When the Christmas holidays come around, I always start out feeling obligated, rather than enthused, to write about their associated perils and dangers to pets.
Since owners hear the same warnings every year and are bombarded with this information from so many other media sources, whatever I say will just be redundant.
Then I remind myself how many first-time dog owners there are out there and if this knowledge was commonly well-known, dogs (and cats) wouldn't keep getting sick, injured or lost year after year. So here's my short-list of holiday and cold weather tips:
While it may be tempting, refrain from changing your pet's diet or giving him high-fat holiday treats or table scraps such as turkey skin, gravy or sweets.
Many cases of acute pancreatitis surface around the holidays characterized by severe abdominal pain, vomiting and diarrhea.
And while a mild case might just call for IV fluids, drugs to control vomiting, nausea and pain, a more severe case many require additional intensive, and expensive, treatment.
Also know your dog. Certain breeds, like Cavalier King Charles Spaniels and Miniature Schnauzers, are often more susceptible to developing pancreatitis than others.
And tiny toys, older and predisposed dogs can suffer attacks so severe that they can actually send them into shock.
Other holiday foods to beware of are: onions, grapes, raisins, chocolate, bones (cooked poultry bones splinter!) and alcoholic beverages left on tables at a dog's eye-level.
And let's talk about your holiday guests. If they can't adhere to your request to not feed the dog, do the smart thing. Remove the dog to the safety of another room or his crate until your guests leave.
That might not be a bad strategy anyway if your dog becomes anxious or barks excessively at strangers.
You definitely want to avoid the potentially disastrous situation of the guest who loves dogs so much that he or she ignores the warning signals, corners your fearful and stressed-out dog and gets bitten for the effort.
And be aware that dogs that are uneasy or just over-excited can dart out unattended doors and travel blocks before they are missed, so make sure that holiday collars do not replace, but are worn in addition to, the dog's normal collar with ID.

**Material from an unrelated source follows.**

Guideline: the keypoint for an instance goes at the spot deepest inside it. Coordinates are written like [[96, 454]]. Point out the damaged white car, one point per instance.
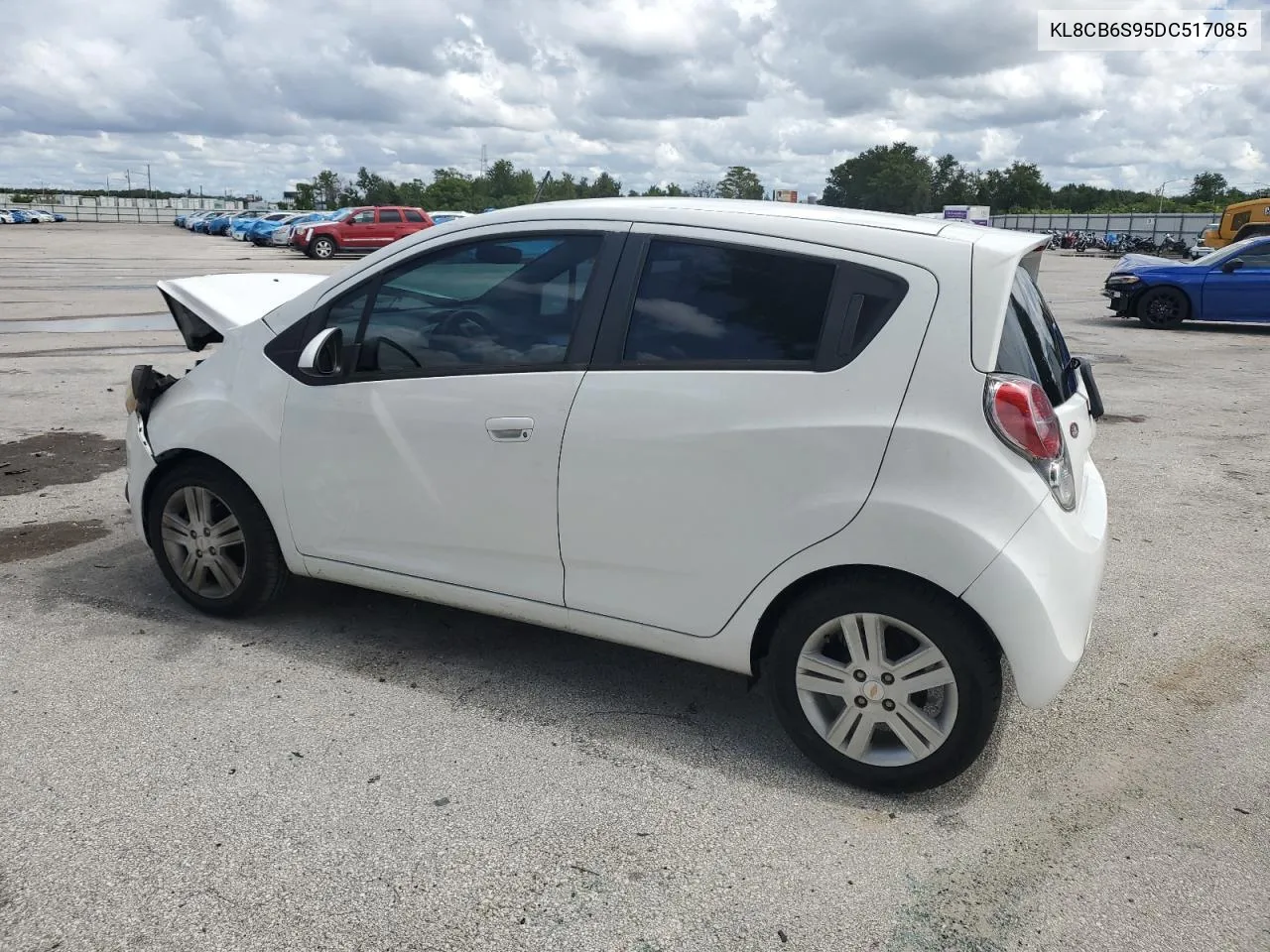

To a dog, glass tree ornaments may resemble his favorite ball, but if cracked between his jaws may result in cuts, embedded slivers or swallowed glass and can also cut sensitive paw pads.
A string of lights that is chewed can cause an electrical shock or burn. And watch out for those lethal wire-ornament hangers!
Recently, one of my clients with a new puppy asked me if she should pass on having a Christmas tree this year since the dog isn't trained yet.
I advised her that: a.) it would be easier to acclimate the puppy to the stress and excitement of the holiday traditions if it was allowed to observe and become exposed to them at this age; b.) since the puppy is confined to its crate or pen when unsupervised it is safe; and c.) she should place her extra puppy-pen like a corral around the tree when the puppy is given freedom as an environmental solution. This will get the puppy used to the sights and smells of Christmas decorations while preventing it (and the tree) from being harmed.
By creating an environment where the puppy can only do the right thing, negative learned behaviors are less likely to develop or be repeated.
With a little prior planning and common sense, your dog's safety, or behavior, doesn't have to add to your holiday stress.